—Bien! travaillons…. Si tu as des recherches que je puisse faire, des notes à copier, donne-les-moi.

Et, dès ce jour, il affecta de se rejeter tout entier dans le travail. C'était, d'ailleurs, une de ses théories, que l'absolu repos ne valait rien, qu'on ne devait jamais le prescrire, même aux surmenés. Un homme ne vit que par le milieu extérieur où il baigne; et les sensations qu'il en reçoit, se transforment chez lui en mouvement, en pensées et en actes; de sorte que, s'il y a repos absolu, si l'on continue à recevoir les sensations sans les rendre, digérées et transformées, il se produit un engorgement, un malaise, une perte inévitable d'équilibre. Lui, toujours, avait expérimenté que le travail était le meilleur régulateur de son existence. Même les matins de santé mauvaise, il se mettait au travail, il y retrouvait son aplomb. Jamais il ne se portait mieux que lorsqu'il accomplissait sa tâche, méthodiquement tracée à l'avance, tant de pages chaque matin, aux mêmes heures; et il comparait cette tâche à un balancier qui le tenait debout, au milieu des misères quotidiennes, des faiblesses et des faux pas. Aussi, accusait-il la paresse, l'oisiveté où il vivait depuis des semaines, d'être l'unique cause des palpitations dont il étouffait par moments. S'il voulait se guérir, il n'avait qu'à reprendre ses grands travaux.
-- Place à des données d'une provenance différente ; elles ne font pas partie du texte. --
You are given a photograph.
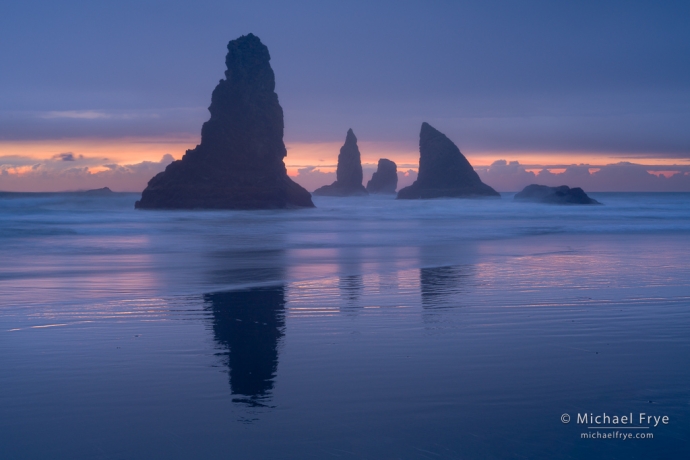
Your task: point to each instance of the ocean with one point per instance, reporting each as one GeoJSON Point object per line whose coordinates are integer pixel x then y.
{"type": "Point", "coordinates": [367, 328]}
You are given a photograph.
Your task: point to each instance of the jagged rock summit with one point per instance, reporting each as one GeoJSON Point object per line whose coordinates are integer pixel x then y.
{"type": "Point", "coordinates": [348, 176]}
{"type": "Point", "coordinates": [443, 170]}
{"type": "Point", "coordinates": [385, 179]}
{"type": "Point", "coordinates": [554, 195]}
{"type": "Point", "coordinates": [239, 163]}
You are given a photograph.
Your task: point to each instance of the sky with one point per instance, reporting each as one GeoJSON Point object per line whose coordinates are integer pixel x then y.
{"type": "Point", "coordinates": [592, 94]}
Ces théories, Pascal, pendant des heures, les développait, les expliquait à Clotilde, avec un enthousiasme fiévreux, exagéré. Il semblait ressaisi par cet amour de la science, qui, jusqu'à son coup de passion pour elle, avait seul dévoré sa vie. Il lui répétait qu'il ne pouvait laisser son oeuvre inachevée, qu'il avait tant à faire encore, s'il voulait élever un monument durable! Le souci des dossiers paraissait le reprendre, il ouvrait de nouveau la grande armoire vingt fois par jour, les descendait de la planche du haut, continuait à les enrichir. Ses idées sur l'hérédité se transformaient déjà, il aurait désiré tout revoir, tout refondre, tirer de l'histoire naturelle et sociale de sa famille une vaste synthèse, un résumé, à larges traits, de l'humanité entière. Puis, à côté, il revenait à son traitement par les piqûres, pour l'élargir: une confuse vision de thérapeutique nouvelle, une théorie vague et lointaine, née en lui de sa conviction et de son expérience personnelle, au sujet de la bonne influence dynamique du travail.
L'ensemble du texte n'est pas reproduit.